Les organisateurs ouvrent leur programme à « la condition noire en Europe et aux USA » avec les mots de Baldwin, Joyce Carol Oates, Richard Wright ou Harper Lee, dans la voix de Denis Lavant, Bruno Putzulu, Pierre Marty et Daniel Mesguich, et des invités comme Laferrière et Mabanckou, engagés dans une formidable « battle » amicale, sinon fraternelle. Il y a un Marathon des idées consacré à Barack Obama avant que Trump ou Clinton ne viennent balayer le souvenir de sa politique, mais sans doute pas de sa pensée (Le discours de Philadelphie en 2008 : « De la race en Amérique »), et un Marathon pour Toni Morrison, prix Nobel de littérature, avec Nicole Garcia et Ariane Ascaride. Le premier roman de Morrison, publié en 1970, raconte l’histoire de Picola Breedlove, une jeune fille noire qui voudrait tant avoir les yeux bleus. « Je voulais montrer comment quelque chose d’aussi grotesque que la diabolisation d’une race entière pouvait prendre racine dans le plus délicat membre de la société : un enfant ; le plus vulnérable : une fille. » Toni Morrison a toujours accepté l’étiquette d’« écrivain noir », une femme de couleur qui a grandi au fin fond de l’Ohio et qui s’adresse aux Noirs sans avoir à s’excuser ni se considérer comme limitée, encore moins à devoir supporter la critique blanche, ni se soucier de son approbation, ce que Baldwin appelait « le petit homme blanc enfoui en chacun de nous. »
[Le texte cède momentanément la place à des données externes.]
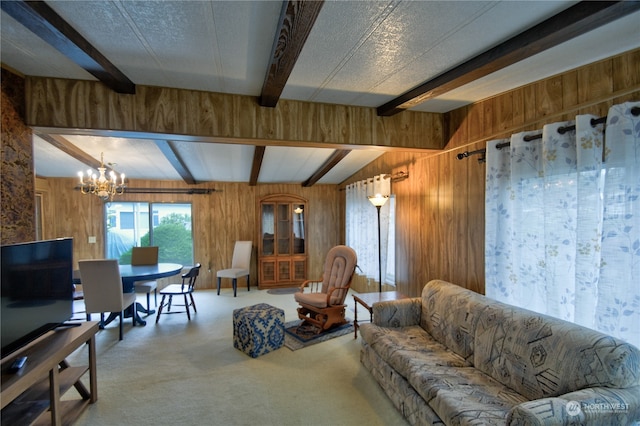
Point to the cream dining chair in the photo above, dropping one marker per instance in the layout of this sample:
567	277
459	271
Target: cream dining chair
102	288
240	265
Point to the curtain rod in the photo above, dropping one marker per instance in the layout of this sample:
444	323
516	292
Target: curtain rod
562	130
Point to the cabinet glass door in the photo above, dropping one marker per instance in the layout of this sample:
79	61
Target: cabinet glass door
268	229
298	229
284	229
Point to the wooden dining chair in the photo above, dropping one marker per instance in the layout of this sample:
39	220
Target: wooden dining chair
102	288
146	256
184	289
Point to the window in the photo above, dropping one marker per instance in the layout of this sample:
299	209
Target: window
362	233
169	226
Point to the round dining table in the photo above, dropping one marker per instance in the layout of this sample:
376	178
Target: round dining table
130	274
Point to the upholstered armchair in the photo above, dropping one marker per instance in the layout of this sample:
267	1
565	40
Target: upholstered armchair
322	302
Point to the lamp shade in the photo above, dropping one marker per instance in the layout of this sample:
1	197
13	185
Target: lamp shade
378	200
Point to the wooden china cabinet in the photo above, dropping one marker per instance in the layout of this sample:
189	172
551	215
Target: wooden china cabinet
282	250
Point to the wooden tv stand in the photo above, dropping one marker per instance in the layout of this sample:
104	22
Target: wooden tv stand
30	395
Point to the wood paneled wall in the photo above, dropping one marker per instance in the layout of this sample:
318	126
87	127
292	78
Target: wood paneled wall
206	116
440	207
219	219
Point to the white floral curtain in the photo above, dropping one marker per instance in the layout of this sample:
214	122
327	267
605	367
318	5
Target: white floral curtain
563	222
362	224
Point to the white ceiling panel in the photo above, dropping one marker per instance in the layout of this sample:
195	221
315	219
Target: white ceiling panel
290	164
52	162
618	37
217	162
355	160
136	158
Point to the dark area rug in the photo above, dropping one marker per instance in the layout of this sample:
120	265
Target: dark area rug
286	290
298	337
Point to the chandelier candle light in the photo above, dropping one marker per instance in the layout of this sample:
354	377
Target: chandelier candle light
100	185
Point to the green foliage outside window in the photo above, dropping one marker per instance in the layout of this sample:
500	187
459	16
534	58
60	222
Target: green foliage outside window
174	239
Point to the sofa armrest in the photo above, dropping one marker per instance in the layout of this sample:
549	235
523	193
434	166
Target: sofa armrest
397	313
598	405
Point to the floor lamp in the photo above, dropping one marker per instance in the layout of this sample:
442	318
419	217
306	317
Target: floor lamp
378	200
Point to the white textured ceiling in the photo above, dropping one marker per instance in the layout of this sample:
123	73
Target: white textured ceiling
362	53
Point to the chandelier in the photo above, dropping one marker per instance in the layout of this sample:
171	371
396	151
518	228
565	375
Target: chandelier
100	185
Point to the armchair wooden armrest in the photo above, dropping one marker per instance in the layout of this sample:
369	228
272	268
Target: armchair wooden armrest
315	286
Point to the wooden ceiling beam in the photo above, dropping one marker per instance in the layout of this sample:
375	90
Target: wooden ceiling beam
258	156
331	162
171	154
43	21
296	20
572	22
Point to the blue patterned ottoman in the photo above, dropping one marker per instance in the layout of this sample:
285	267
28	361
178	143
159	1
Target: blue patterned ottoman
258	329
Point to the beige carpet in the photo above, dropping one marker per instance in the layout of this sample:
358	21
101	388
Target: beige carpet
188	373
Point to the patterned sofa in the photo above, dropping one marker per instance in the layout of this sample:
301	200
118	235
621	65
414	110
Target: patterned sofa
456	357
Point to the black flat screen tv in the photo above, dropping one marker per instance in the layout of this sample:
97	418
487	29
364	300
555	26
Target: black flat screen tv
36	290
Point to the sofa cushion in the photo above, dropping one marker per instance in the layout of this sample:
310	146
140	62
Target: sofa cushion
449	314
540	356
465	395
408	348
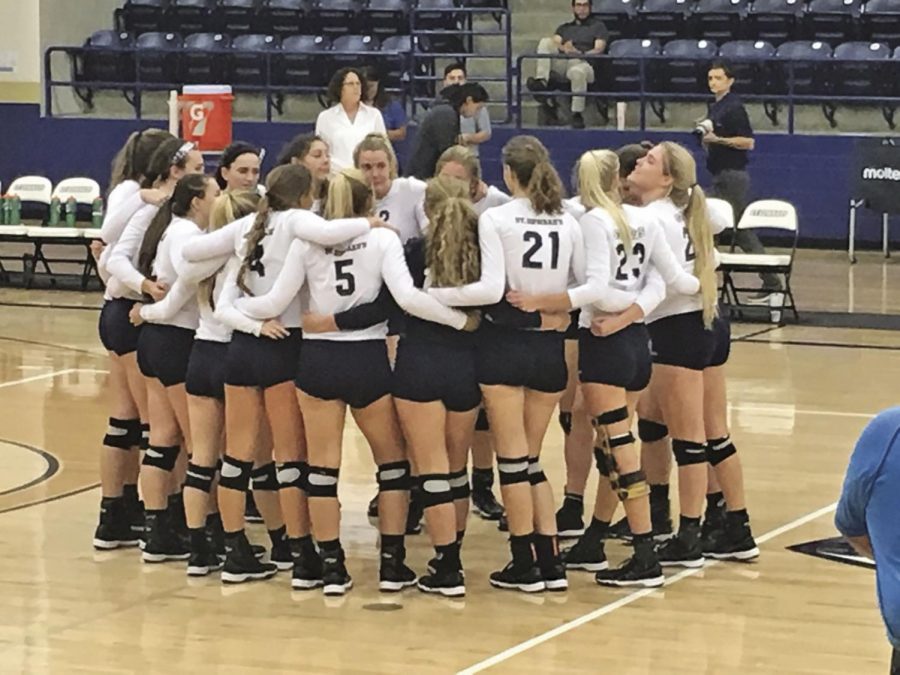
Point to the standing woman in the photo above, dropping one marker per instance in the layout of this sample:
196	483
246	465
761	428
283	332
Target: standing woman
344	125
121	515
529	245
351	368
260	367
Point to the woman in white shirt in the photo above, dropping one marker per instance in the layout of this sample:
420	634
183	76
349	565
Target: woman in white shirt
344	125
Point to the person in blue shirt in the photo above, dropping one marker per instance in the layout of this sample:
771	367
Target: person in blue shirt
868	513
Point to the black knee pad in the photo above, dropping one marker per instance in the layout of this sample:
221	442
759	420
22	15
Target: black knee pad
293	475
123	434
536	474
235	474
688	453
650	431
436	489
482	423
265	478
394	476
322	481
200	477
459	484
512	470
162	456
719	449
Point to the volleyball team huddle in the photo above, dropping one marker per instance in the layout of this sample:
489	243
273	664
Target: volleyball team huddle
241	327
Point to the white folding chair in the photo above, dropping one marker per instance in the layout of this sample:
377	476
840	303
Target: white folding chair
770	214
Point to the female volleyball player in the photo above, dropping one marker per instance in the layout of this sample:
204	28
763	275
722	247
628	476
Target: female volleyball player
351	368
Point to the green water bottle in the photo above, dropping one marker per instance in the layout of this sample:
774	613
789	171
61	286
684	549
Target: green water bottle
71	212
97	213
55	208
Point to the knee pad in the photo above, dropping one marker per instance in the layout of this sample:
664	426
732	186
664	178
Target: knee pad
512	470
688	453
633	486
536	474
482	423
719	449
322	482
394	476
459	484
265	478
650	431
293	475
162	456
436	489
123	434
200	477
235	474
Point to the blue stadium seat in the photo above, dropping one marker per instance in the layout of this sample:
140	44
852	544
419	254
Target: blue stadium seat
685	70
663	20
748	61
204	59
157	56
774	21
880	21
142	16
832	21
719	20
303	62
618	16
811	64
248	64
387	17
852	78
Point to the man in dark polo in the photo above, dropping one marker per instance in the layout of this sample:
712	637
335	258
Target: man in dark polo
585	35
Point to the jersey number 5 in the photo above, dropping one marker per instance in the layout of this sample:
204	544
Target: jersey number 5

Entretien avec Serge Roué, directeur du Marathon des Mots
L’Espace Bazacle, au-dessus des remous de la Garonne, devrait se remplir des effluves du Niger, du Nil, du Congo et du Mississippi, des mots de Paul Bowles, Joseph Conrad, Naguib Mahfouz et Mark Twain, et d’autres expositions évoqueront l’histoire des Afro-Antillais ou du combat pour les droits civiques aux USA. Ce dernier thème est illustré par la figure de Nina Simone, qui était née en Caroline du Nord dans les années 30 et pour laquelle on a programmé un concert dessiné. La rude chanteuse avait à son répertoire le traditionnel « Black is the Colour (of my True Love’s Hair) », « Mississippi Goddam » dédié aux fillettes mortes après l’explosion d’une bombe dans une église baptiste de Birmingham en Alabama, « Four Women », manifeste féministe et tiers-mondiste, ou encore « Strange Fruit », après Billie Holiday, où il est question de corps noirs pendus aux plus hautes branches des peupliers et oscillant dans la brise du Sud. « A la fin des années 60, je voyais deux visages dans le miroir ; l’un reflétait ma fierté d’avoir la peau noire et d’être une femme, l’autre la conviction que c’était ma couleur et mon sexe qui avaient tout foutu en l’air dès le départ » raconte-t-elle dans son autobiographie.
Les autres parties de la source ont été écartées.